Pet Peeves – We All Have Them

Becca Longabucco- Contributing Writer

You know what I’m talking about. That thing. That thing that sends your upper and lower jaws racing to meet each other in a tooth-clenching frenzy. The thing that curls your fingers inward to ball your hands into tiny fists. The thing that sends a gust of air into your lungs and deflates them slowly.
You know you have a pet peeve. Or, if you’re like me, you’ve got several.  Lucky you. Whether it’s that incessant pencil tapper in class or the torment of having a sock slip halfway off a booted foot, there’s a cause of mind-boggling fierce annoyance for everyone.  (Maybe yours is long introductions – in which case, get over it.)

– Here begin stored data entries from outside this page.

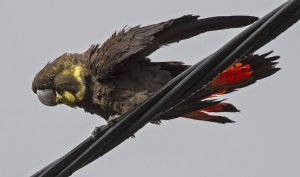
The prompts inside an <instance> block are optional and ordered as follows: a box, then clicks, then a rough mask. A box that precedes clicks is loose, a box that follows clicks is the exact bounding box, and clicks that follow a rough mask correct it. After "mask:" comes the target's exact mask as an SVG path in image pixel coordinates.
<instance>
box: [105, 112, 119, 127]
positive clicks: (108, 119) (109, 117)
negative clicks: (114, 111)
mask: <svg viewBox="0 0 300 177" xmlns="http://www.w3.org/2000/svg"><path fill="white" fill-rule="evenodd" d="M119 118H120V115H118V114H115V115H113V116H109V118H108V120H107V123H108V125H113V124H114V123H115V122H117V120H119Z"/></svg>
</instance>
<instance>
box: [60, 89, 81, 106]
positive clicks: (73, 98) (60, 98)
mask: <svg viewBox="0 0 300 177" xmlns="http://www.w3.org/2000/svg"><path fill="white" fill-rule="evenodd" d="M56 102H57V103H64V104H66V105H68V106H71V107H73V106H74V105H75V102H76V98H75V96H74V95H73V94H72V93H71V92H68V91H64V92H63V94H62V95H60V94H58V93H57V94H56Z"/></svg>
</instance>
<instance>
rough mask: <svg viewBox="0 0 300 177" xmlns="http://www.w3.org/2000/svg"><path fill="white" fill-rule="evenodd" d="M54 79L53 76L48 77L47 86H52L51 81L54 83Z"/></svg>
mask: <svg viewBox="0 0 300 177" xmlns="http://www.w3.org/2000/svg"><path fill="white" fill-rule="evenodd" d="M54 79H55V77H54V76H51V77H49V79H48V84H49V85H52V84H53V81H54Z"/></svg>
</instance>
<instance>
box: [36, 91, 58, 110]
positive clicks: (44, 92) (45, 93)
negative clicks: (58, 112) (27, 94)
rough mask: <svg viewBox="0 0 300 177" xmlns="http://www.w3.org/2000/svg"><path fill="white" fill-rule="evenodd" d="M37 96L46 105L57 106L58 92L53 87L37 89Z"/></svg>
mask: <svg viewBox="0 0 300 177" xmlns="http://www.w3.org/2000/svg"><path fill="white" fill-rule="evenodd" d="M37 96H38V98H39V100H40V102H42V103H43V104H44V105H46V106H55V105H57V103H56V101H55V99H56V93H55V91H54V90H52V89H46V90H37Z"/></svg>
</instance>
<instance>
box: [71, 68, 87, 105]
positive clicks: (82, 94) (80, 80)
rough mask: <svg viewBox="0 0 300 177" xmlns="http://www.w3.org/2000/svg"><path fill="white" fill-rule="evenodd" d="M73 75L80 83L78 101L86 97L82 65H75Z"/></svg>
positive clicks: (77, 81) (78, 83)
mask: <svg viewBox="0 0 300 177" xmlns="http://www.w3.org/2000/svg"><path fill="white" fill-rule="evenodd" d="M73 76H74V78H75V79H76V80H77V82H78V84H79V91H78V92H77V93H76V94H75V97H76V101H81V100H83V98H84V94H85V90H86V87H85V83H84V81H83V79H82V77H83V71H82V67H81V66H75V67H74V72H73Z"/></svg>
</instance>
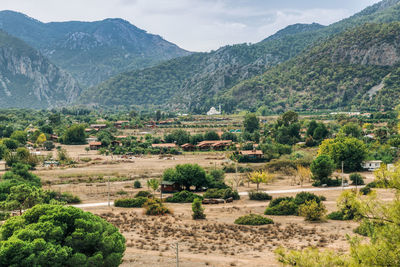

That right there is perhaps the single most irritating thing about pet peeves!  Since many of them are unique to their
owners, other people often have little empathy concerning the nuisance at hand. Do you know how agravating it is to vent passionately about your lost lip balm as your friend stares at you blankly, mentally pleading for you to shut up?  Well, no, you don’t know – unless chapped lips are a pet peeve of yours. See this vicious cycle?  It’s a rough life.
I have to admit that I’m sometimes guilty of this inability to understand.  As an avid gum chewer, I simply cannot wrap my head around my friend Mady’s disgust with the habit.  It’s uncanny how something that I need to survive is the same thing that irks her to a point of no end, and for reasons she can’t even explain.  “I don’t know.  It just skeeves me,” says Mady of her gum hatred. Huh.  Maybe we’re all just wired to hate certain things – even, in some cases, things that should theoretically comfort us. For example, my friend Logan stresses that she can’t stand when people tenderly touch her shoulder. Hmm.
Then there are the pet peeves that deal with specific forms of impoliteness, one of which is particularly bothersome to my friend and roommate Julia.  “I hate when people don’t make eye contact!” she exclaimed forcefully.  Caitlin (another friend) is also made irate by a certain type of rudeness – “when people are mad [at her] and act like they’re not.”As for me, if you’re that jerk who opts out of a basic “thank you” after I hold the door and risk my own punctuality, beware.
Are we born with our pet peeves programmed into us, or is this whole thing something deeper?  Perhaps these angering instances are reflections of our innermost fears and troubling past experiences, and should be looked upon as clues that map out the human psyche. Or  not.
Either way, go pull your excess hair out of the drain.  It’s making me want to pull mine from my scalp.